MLVH, Bièvres, D 21 5 LASVHR/VH
Transcription de Gérard Pouchain


21 août [1849], mardi soir, 9 h.

Nous ne sommes convenus de rien en nous quittant, mon doux adoré, si bien que je ne sais pas si je te verrai ce soir ou demain matin ? Hélas ! Je crains bien que ce ne soit ni l’un ni l’autre et qu’il ne me faille attendre vingt-quatre heures avant de revoir ton noble et doux visage. Je suis triste de penser que je n’ai même pas eu le temps de te serrer la main ce soir ni prendre dans ton charmant sourire le courage et la patience dont j’ai besoin pour arriver à demain sans trop d’ennuis et de découragement. En te quittant, je suis allée chez les Vilain que j’ai trouvés à table et très munis de toutes sortes de billets et n’ayant pas besoin des tiens.
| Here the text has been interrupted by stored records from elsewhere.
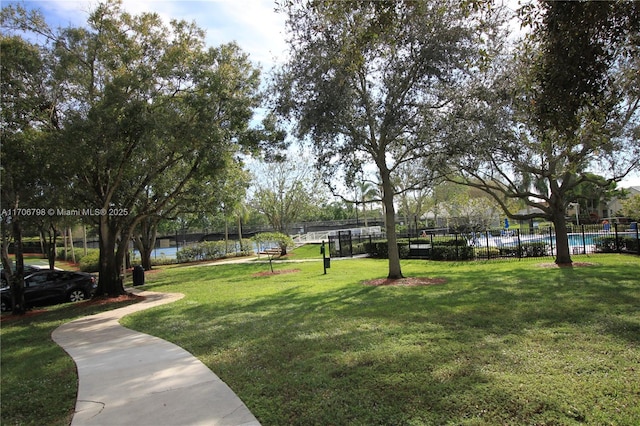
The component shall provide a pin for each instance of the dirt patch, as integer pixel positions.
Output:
(405, 282)
(105, 300)
(571, 265)
(277, 272)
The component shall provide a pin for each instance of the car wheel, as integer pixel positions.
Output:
(5, 305)
(77, 295)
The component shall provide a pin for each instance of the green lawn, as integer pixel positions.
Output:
(38, 380)
(498, 343)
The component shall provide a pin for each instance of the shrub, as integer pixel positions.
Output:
(451, 252)
(605, 244)
(282, 240)
(608, 244)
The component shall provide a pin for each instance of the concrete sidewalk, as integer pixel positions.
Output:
(131, 378)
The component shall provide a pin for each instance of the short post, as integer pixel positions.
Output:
(326, 261)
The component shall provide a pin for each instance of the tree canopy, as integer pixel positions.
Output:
(559, 112)
(370, 81)
(144, 111)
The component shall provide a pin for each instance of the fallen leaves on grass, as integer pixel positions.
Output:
(566, 265)
(405, 282)
(277, 272)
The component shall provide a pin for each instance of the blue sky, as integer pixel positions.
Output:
(253, 24)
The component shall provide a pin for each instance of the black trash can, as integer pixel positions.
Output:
(138, 275)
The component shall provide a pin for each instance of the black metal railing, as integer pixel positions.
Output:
(494, 243)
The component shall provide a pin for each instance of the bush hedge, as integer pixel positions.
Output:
(211, 250)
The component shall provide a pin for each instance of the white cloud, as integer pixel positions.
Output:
(253, 24)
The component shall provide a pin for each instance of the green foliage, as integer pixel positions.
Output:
(78, 252)
(265, 240)
(39, 380)
(608, 244)
(529, 249)
(496, 343)
(90, 262)
(211, 250)
(451, 252)
(631, 207)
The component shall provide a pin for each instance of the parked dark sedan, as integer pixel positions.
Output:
(47, 287)
(28, 270)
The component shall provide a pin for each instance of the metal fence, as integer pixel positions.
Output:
(444, 244)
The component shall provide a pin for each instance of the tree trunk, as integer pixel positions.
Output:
(17, 277)
(563, 256)
(395, 271)
(73, 253)
(110, 282)
(48, 238)
(146, 241)
(240, 233)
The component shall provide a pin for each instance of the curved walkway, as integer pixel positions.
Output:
(130, 378)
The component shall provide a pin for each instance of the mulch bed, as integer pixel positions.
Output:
(405, 282)
(277, 272)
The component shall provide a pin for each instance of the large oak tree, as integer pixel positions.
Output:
(370, 82)
(561, 111)
(145, 108)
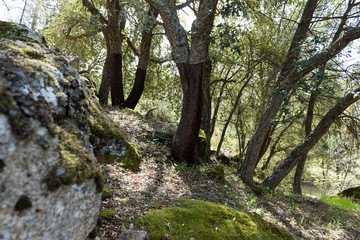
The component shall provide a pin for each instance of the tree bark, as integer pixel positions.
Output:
(113, 35)
(190, 63)
(216, 110)
(288, 77)
(206, 109)
(302, 160)
(104, 89)
(232, 112)
(290, 162)
(184, 144)
(117, 92)
(145, 46)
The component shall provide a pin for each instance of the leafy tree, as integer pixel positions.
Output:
(291, 72)
(190, 61)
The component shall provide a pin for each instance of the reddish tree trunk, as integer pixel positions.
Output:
(184, 144)
(117, 93)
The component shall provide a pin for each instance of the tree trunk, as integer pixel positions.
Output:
(290, 162)
(206, 110)
(137, 89)
(272, 149)
(140, 75)
(117, 92)
(284, 85)
(184, 144)
(216, 110)
(302, 160)
(232, 113)
(104, 89)
(22, 12)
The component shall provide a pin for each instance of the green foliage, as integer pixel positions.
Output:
(342, 202)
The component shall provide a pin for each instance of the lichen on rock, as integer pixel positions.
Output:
(50, 182)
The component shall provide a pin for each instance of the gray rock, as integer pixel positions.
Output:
(50, 185)
(134, 235)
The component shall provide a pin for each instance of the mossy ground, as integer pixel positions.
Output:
(204, 220)
(160, 183)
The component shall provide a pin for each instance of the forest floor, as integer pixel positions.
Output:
(160, 181)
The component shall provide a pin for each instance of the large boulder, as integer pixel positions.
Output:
(50, 184)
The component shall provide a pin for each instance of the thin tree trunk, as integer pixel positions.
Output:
(290, 162)
(216, 110)
(273, 147)
(232, 112)
(104, 89)
(117, 92)
(283, 87)
(206, 111)
(22, 12)
(140, 75)
(302, 160)
(184, 143)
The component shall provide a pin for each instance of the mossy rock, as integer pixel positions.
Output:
(202, 146)
(110, 143)
(107, 214)
(77, 163)
(131, 159)
(217, 172)
(351, 193)
(204, 220)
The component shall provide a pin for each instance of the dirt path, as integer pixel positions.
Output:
(160, 181)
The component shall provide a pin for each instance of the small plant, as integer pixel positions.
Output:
(342, 202)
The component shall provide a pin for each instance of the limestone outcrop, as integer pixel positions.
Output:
(50, 183)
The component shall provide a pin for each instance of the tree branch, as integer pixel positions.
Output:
(183, 5)
(94, 11)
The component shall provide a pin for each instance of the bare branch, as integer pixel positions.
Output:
(94, 11)
(84, 35)
(183, 5)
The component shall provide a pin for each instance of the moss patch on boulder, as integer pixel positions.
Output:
(202, 145)
(351, 193)
(107, 214)
(107, 193)
(77, 163)
(217, 172)
(110, 144)
(204, 220)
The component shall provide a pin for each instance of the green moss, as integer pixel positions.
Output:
(102, 129)
(2, 165)
(107, 214)
(15, 31)
(22, 203)
(217, 172)
(351, 192)
(20, 124)
(107, 193)
(94, 233)
(132, 158)
(76, 165)
(61, 58)
(202, 145)
(203, 220)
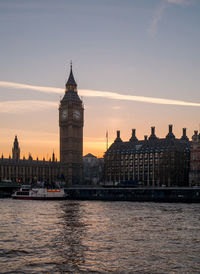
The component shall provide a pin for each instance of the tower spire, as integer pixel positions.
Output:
(71, 83)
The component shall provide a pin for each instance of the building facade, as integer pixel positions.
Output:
(69, 169)
(195, 160)
(92, 169)
(71, 120)
(150, 162)
(28, 171)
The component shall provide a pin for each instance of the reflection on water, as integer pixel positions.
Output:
(98, 237)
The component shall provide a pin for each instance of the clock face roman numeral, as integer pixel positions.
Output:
(64, 114)
(76, 114)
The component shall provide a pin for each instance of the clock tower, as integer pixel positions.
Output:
(71, 120)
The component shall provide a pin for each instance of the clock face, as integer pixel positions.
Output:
(77, 114)
(64, 114)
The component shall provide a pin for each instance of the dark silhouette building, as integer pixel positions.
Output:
(28, 171)
(150, 162)
(69, 169)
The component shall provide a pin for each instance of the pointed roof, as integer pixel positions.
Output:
(71, 81)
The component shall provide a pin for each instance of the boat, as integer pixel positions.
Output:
(39, 194)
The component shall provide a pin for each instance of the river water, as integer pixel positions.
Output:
(98, 237)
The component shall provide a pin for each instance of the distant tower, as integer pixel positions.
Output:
(16, 149)
(71, 119)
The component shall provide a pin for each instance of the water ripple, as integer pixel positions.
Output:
(98, 237)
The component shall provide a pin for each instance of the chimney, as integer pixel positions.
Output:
(170, 128)
(118, 139)
(152, 130)
(133, 137)
(184, 136)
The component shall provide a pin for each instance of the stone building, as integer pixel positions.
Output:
(69, 169)
(195, 160)
(71, 120)
(92, 169)
(150, 162)
(28, 171)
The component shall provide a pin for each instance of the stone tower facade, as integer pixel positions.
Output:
(195, 160)
(16, 150)
(71, 120)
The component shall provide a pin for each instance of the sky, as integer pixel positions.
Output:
(136, 63)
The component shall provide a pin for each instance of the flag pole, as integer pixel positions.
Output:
(106, 140)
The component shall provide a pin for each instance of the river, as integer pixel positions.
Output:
(98, 237)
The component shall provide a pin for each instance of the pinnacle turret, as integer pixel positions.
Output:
(71, 83)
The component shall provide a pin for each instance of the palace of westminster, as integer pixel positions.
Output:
(153, 161)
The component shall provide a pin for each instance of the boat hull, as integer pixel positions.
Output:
(39, 194)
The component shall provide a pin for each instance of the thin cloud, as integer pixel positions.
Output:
(30, 87)
(82, 92)
(160, 11)
(24, 106)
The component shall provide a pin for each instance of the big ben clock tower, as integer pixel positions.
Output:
(71, 121)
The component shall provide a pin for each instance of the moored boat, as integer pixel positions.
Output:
(39, 194)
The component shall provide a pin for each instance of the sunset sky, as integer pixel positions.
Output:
(136, 63)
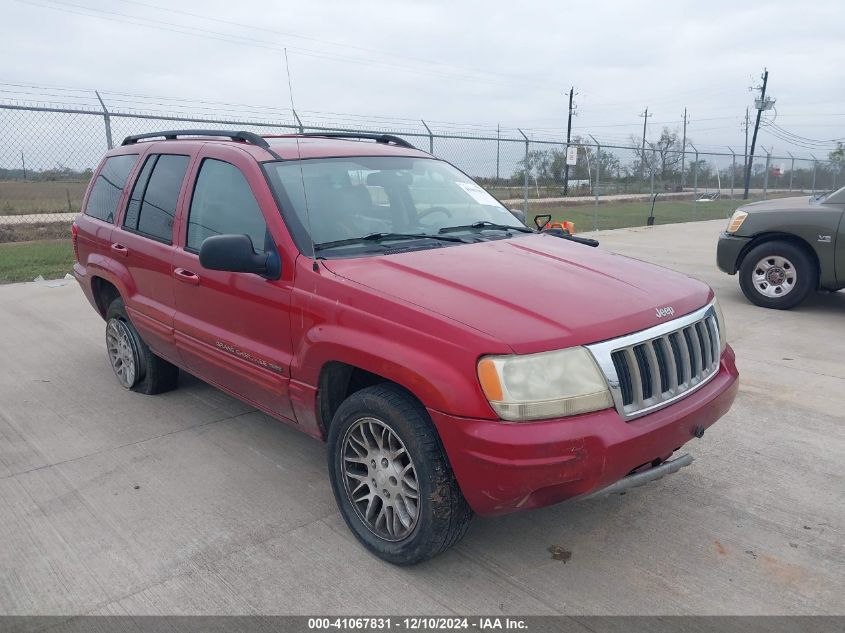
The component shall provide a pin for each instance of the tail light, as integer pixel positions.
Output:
(74, 234)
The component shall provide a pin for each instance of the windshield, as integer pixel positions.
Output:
(359, 204)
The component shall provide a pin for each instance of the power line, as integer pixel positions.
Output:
(181, 29)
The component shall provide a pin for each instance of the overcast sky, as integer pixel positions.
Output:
(467, 63)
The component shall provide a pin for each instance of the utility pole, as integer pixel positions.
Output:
(745, 155)
(684, 151)
(568, 136)
(645, 116)
(760, 104)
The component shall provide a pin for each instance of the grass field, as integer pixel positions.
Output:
(624, 214)
(18, 197)
(24, 261)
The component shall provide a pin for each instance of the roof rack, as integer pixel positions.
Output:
(246, 137)
(378, 138)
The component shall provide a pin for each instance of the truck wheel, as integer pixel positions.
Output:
(777, 275)
(134, 364)
(391, 479)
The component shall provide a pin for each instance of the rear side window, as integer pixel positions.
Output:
(223, 204)
(152, 205)
(105, 195)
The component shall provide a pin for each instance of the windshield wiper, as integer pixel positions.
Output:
(484, 224)
(385, 237)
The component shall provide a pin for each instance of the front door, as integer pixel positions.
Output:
(232, 329)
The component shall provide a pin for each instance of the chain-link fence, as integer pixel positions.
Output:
(47, 156)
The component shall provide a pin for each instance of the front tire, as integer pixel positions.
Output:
(391, 479)
(778, 275)
(137, 368)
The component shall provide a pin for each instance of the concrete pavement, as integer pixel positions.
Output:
(193, 503)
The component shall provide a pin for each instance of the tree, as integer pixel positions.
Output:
(668, 149)
(662, 155)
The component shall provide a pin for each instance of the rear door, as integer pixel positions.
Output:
(233, 329)
(96, 222)
(144, 243)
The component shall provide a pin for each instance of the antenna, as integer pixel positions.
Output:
(301, 172)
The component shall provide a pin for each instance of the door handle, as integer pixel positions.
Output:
(186, 276)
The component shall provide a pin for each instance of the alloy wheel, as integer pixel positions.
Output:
(774, 276)
(121, 351)
(380, 479)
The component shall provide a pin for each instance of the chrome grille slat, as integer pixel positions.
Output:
(652, 368)
(671, 365)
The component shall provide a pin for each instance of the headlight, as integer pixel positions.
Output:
(546, 385)
(720, 320)
(736, 221)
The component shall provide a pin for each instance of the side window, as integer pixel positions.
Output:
(223, 204)
(152, 205)
(102, 203)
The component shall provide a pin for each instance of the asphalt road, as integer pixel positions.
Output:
(191, 502)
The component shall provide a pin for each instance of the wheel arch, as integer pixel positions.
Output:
(338, 380)
(104, 293)
(776, 236)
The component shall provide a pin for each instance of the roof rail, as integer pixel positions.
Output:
(246, 137)
(378, 138)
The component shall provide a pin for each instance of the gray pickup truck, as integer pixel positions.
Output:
(787, 248)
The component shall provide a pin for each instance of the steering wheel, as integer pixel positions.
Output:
(431, 210)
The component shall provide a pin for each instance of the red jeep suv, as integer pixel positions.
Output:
(380, 300)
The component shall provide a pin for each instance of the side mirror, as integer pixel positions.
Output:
(234, 253)
(519, 214)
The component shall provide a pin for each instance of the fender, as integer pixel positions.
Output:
(440, 381)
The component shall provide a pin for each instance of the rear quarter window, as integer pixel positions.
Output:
(105, 195)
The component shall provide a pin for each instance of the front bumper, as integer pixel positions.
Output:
(728, 251)
(504, 467)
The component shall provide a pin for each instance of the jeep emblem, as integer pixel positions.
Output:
(667, 311)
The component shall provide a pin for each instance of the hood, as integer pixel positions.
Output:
(794, 203)
(531, 292)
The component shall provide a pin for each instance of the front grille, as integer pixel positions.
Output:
(649, 369)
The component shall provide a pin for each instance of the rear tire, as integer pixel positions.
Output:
(391, 479)
(778, 275)
(137, 368)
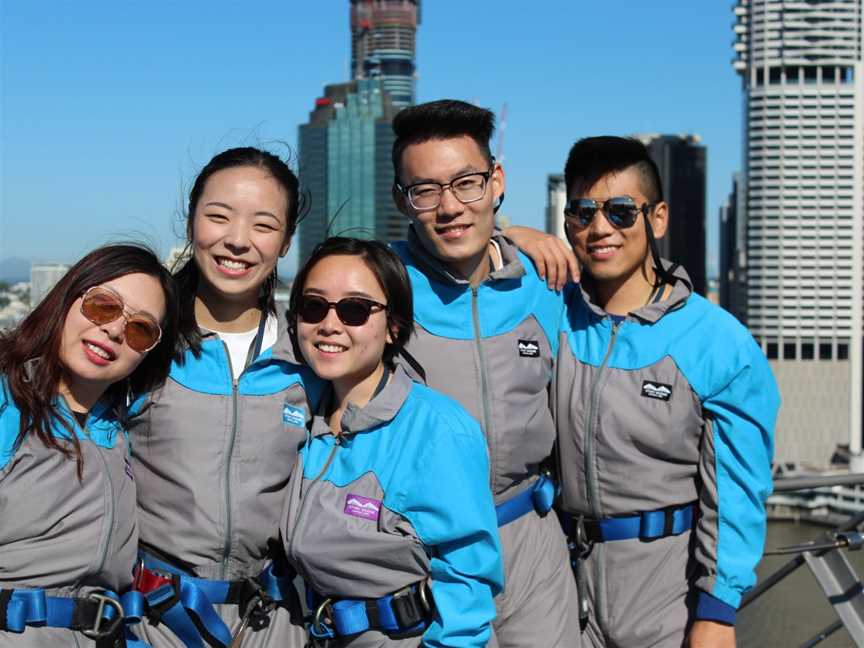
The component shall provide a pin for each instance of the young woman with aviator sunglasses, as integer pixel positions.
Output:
(68, 537)
(389, 517)
(215, 446)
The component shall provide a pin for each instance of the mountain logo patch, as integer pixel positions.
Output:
(660, 391)
(529, 349)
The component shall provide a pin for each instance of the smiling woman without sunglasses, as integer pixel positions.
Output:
(214, 448)
(68, 535)
(389, 517)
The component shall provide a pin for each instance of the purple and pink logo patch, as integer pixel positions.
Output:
(364, 507)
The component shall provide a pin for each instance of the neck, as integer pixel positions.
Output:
(475, 269)
(358, 390)
(226, 316)
(625, 294)
(80, 397)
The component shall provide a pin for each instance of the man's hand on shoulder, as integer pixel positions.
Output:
(553, 257)
(710, 634)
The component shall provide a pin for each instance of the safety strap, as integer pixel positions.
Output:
(539, 497)
(185, 603)
(98, 615)
(405, 612)
(647, 525)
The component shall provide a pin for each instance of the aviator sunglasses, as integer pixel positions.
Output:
(620, 211)
(351, 311)
(101, 305)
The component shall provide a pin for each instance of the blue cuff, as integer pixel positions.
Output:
(710, 608)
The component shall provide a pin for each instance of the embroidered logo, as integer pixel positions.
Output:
(529, 349)
(360, 506)
(293, 415)
(651, 389)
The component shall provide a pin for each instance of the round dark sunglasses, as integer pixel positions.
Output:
(101, 305)
(620, 211)
(351, 311)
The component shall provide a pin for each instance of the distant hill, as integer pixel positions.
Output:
(13, 270)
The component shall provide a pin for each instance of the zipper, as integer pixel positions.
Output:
(104, 557)
(591, 471)
(226, 549)
(337, 443)
(484, 387)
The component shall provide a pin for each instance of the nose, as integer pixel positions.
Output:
(450, 205)
(237, 236)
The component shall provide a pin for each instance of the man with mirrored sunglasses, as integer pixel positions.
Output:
(665, 410)
(485, 334)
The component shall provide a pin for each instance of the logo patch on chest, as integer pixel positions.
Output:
(529, 349)
(293, 415)
(660, 391)
(364, 507)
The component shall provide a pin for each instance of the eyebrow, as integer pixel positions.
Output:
(463, 171)
(352, 293)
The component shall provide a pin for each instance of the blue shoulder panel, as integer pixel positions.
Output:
(445, 310)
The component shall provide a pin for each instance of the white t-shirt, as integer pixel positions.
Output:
(238, 343)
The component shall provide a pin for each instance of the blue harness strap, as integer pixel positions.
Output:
(405, 612)
(185, 604)
(99, 614)
(539, 497)
(647, 525)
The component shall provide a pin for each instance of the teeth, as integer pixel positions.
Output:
(233, 265)
(330, 348)
(102, 353)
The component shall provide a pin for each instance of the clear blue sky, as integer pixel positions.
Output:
(107, 109)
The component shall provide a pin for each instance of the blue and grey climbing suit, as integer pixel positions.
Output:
(212, 459)
(491, 348)
(66, 546)
(392, 526)
(665, 435)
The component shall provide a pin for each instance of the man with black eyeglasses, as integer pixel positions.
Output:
(665, 411)
(486, 335)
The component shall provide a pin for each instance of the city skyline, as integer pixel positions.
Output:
(98, 147)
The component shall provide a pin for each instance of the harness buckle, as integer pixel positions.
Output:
(100, 631)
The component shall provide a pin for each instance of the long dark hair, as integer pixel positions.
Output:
(388, 269)
(188, 275)
(30, 353)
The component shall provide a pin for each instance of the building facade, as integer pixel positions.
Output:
(802, 69)
(681, 161)
(556, 197)
(345, 147)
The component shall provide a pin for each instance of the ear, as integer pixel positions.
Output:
(401, 201)
(498, 182)
(659, 218)
(286, 245)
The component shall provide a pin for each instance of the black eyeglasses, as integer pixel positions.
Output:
(351, 311)
(620, 211)
(467, 188)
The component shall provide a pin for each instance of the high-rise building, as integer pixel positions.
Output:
(802, 69)
(345, 147)
(43, 277)
(733, 257)
(556, 196)
(681, 160)
(383, 44)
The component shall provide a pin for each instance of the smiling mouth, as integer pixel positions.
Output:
(452, 231)
(232, 266)
(329, 347)
(100, 351)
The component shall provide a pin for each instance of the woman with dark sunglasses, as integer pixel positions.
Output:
(68, 536)
(389, 517)
(214, 447)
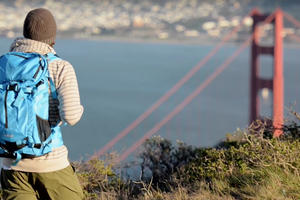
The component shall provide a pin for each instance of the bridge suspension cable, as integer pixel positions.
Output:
(291, 19)
(169, 93)
(189, 99)
(186, 101)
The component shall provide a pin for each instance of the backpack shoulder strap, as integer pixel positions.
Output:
(51, 57)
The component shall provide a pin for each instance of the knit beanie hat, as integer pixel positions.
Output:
(40, 25)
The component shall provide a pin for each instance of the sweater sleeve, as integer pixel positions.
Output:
(70, 108)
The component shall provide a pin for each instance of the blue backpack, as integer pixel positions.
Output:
(25, 131)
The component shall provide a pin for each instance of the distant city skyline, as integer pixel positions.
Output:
(144, 19)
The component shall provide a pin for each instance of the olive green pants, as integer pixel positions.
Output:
(59, 185)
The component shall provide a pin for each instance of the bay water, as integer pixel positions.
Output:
(118, 81)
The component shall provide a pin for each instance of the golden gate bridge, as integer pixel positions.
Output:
(275, 84)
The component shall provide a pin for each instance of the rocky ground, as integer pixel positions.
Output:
(164, 20)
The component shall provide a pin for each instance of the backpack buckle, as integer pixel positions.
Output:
(13, 87)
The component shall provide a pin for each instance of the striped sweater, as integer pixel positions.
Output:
(67, 107)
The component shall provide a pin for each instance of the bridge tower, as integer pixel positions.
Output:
(276, 83)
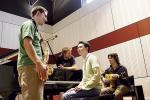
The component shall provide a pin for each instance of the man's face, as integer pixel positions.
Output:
(111, 60)
(68, 54)
(42, 18)
(81, 49)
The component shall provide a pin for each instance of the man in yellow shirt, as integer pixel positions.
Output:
(90, 84)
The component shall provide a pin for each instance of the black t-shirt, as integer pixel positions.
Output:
(123, 75)
(66, 63)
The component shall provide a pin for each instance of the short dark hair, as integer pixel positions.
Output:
(86, 44)
(65, 49)
(37, 8)
(115, 56)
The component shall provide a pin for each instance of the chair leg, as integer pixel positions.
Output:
(134, 98)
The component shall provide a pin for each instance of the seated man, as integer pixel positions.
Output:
(66, 61)
(90, 84)
(116, 77)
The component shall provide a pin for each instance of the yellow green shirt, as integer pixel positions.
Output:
(90, 80)
(28, 29)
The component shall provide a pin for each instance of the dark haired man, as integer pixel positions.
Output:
(31, 69)
(90, 84)
(66, 61)
(116, 77)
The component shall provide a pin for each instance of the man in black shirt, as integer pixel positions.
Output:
(115, 78)
(66, 61)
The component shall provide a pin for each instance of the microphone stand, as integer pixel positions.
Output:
(52, 53)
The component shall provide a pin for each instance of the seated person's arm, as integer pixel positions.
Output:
(94, 80)
(73, 67)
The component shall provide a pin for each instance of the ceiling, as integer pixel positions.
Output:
(57, 9)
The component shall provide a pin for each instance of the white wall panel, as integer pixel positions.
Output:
(87, 27)
(10, 36)
(80, 13)
(126, 12)
(145, 82)
(1, 29)
(103, 20)
(146, 50)
(10, 18)
(130, 55)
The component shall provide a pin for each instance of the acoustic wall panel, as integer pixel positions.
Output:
(10, 36)
(126, 12)
(130, 55)
(145, 40)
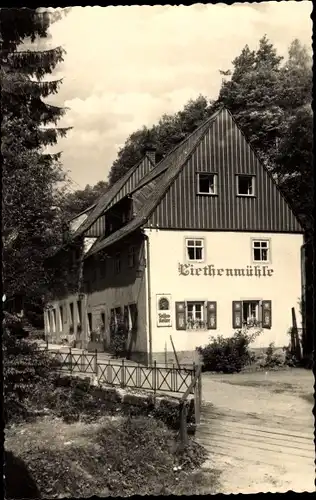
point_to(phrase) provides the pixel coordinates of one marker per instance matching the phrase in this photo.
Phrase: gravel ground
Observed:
(259, 430)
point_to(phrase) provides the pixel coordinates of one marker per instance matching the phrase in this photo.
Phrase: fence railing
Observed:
(177, 379)
(196, 387)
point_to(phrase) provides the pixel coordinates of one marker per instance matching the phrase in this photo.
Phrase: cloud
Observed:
(126, 66)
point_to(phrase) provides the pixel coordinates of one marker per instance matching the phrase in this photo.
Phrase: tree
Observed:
(271, 102)
(31, 224)
(79, 200)
(170, 130)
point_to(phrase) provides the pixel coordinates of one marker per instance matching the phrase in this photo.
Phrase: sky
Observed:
(126, 66)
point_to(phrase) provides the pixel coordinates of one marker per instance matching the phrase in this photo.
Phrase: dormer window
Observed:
(245, 185)
(117, 263)
(207, 183)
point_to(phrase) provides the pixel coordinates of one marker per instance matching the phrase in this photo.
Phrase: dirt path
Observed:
(260, 435)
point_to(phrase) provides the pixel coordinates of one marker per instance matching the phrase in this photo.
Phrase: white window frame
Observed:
(187, 246)
(258, 312)
(203, 319)
(61, 317)
(131, 257)
(117, 263)
(54, 317)
(249, 195)
(266, 241)
(215, 183)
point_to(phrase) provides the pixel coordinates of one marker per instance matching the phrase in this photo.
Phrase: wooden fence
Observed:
(177, 379)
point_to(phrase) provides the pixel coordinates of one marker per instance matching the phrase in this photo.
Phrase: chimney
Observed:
(151, 154)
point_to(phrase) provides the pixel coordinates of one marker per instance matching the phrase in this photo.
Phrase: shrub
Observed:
(271, 358)
(227, 355)
(24, 368)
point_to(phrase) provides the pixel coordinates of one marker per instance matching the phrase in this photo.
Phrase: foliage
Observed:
(78, 201)
(31, 222)
(227, 355)
(118, 457)
(272, 104)
(25, 369)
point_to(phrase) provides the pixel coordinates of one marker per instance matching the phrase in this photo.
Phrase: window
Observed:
(118, 315)
(200, 315)
(260, 251)
(79, 311)
(54, 320)
(117, 263)
(163, 304)
(61, 317)
(71, 309)
(250, 313)
(131, 256)
(207, 183)
(133, 317)
(245, 185)
(103, 319)
(90, 322)
(102, 263)
(195, 249)
(195, 315)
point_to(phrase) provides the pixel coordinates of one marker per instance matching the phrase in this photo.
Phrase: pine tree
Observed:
(30, 222)
(169, 131)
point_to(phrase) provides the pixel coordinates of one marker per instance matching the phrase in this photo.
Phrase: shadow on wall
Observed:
(18, 480)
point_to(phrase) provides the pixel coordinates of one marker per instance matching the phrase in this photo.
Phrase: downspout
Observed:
(148, 293)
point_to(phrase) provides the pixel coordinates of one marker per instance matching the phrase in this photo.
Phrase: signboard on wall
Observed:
(163, 304)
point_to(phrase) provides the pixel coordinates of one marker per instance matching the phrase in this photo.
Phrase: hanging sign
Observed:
(164, 310)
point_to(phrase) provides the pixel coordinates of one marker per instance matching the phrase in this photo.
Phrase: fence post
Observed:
(199, 382)
(96, 362)
(109, 373)
(154, 379)
(183, 426)
(123, 374)
(70, 359)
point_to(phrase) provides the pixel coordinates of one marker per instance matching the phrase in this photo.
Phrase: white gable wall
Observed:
(224, 250)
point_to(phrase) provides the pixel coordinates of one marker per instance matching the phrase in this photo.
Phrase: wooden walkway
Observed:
(253, 456)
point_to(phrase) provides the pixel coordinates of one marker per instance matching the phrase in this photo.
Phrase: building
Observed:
(198, 245)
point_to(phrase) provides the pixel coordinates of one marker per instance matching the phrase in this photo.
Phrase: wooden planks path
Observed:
(255, 456)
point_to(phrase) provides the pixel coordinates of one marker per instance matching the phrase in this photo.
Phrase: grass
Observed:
(75, 444)
(109, 457)
(294, 381)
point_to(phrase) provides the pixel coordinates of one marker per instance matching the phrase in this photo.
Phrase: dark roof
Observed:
(106, 199)
(81, 213)
(154, 185)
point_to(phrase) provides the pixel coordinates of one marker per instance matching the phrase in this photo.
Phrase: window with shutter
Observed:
(237, 314)
(266, 314)
(180, 315)
(126, 318)
(211, 316)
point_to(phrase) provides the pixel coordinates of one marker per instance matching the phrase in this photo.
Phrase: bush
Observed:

Je voulais presque te le renvoyer ; mais, comme on avait prévenu Vilain qu’on avait donné des billets roses deux fois plus que la salle n’en pourrait contenir, j’ai trouvé inutile de contribuer pour ma part à un encombrement dont je serais la première victime, ce qui fait que j’ai gardé le billet quitte à te le rendre si tu viens et s’il peut réserver les deux jours suivants. Je t’ai envoyé ton gilet à l’heure dite, bien enveloppé dans du papier avec les lacets disposés au milieu comme tu le désirais. On l’a remis à ton domestique avec recommandation de ne pas le chiffonner. J’espère qu’il te parviendra en bon état. Seulement, je regrette d’avoir pensé trop tard à y joindre une paire de chaussettes et 1 mouchoir. Si tu viens ce soir, tout peuta se réparer, mais je n’ose pas l’espérer. En attendant, je t’adore.

Juliette

MVHP, Ms a8269
Transcription de Joëlle Roubine et Michèle Bertaux

a) « peu »


21 août [1849], mardi soir, 9 h. ½

Comme je ne veux pas être en retard demain, mon Toto, ni avec mon amour ni avec mon plaisir, je vous gribouille d’avance mes deux feuilles de papier. Je sais bien que vous vous passeriez à merveille de cette exactitude et de cette ponctualité rigoureuse, mais moi je n’ai pas pour moi cette admirable indifférence qui me ferait trouver très bien ce qui serait très mal au point de vue de mon amour. Aussi, pour ne pas manquer à mon devoir envers mon cœur, je prends les devants dès ce soir. Je vois bien que je ne te verrai plus maintenant qu’à la salle Sainte-Cécile [1], mais je suis si désireuse de te voir partout et surtout chez moi que je trouve la privation un peu longue d’ici à demain. Encore, si je pouvais espérer que tu penseras quelquefois à moi d’ici là, le temps me paraîtrait peut-être moins long, mais il m’est difficile de me faire cette illusion surtout quand je sais tout ce que tu as à faire d’ici là. Enfin, je tâche de me faire de la résignation et du courage en songeant au bonheur que j’aurai en t’écoutant demain et je ne me trouve plus si à plaindre. C’est donc du fond de l’âme et avec ce que j’ai de plus doux et de plus tendre dans le cœur que je te dis : bonsoir, Toto, bonsoir, mon cher petit Toto, dors bien, ne te couche pas trop tard et ne te fatigue pas avec excès, ménage-toi pour ton triomphe de demain et aime-moi si tu peux chemin faisant.

Juliette

MVHP, Ms a8270
Transcription de Joëlle Roubine et Michèle Bertaux

Notes

[1Le lendemain, Hugo prononce un discours au Congrès de la Paix dont il est le président.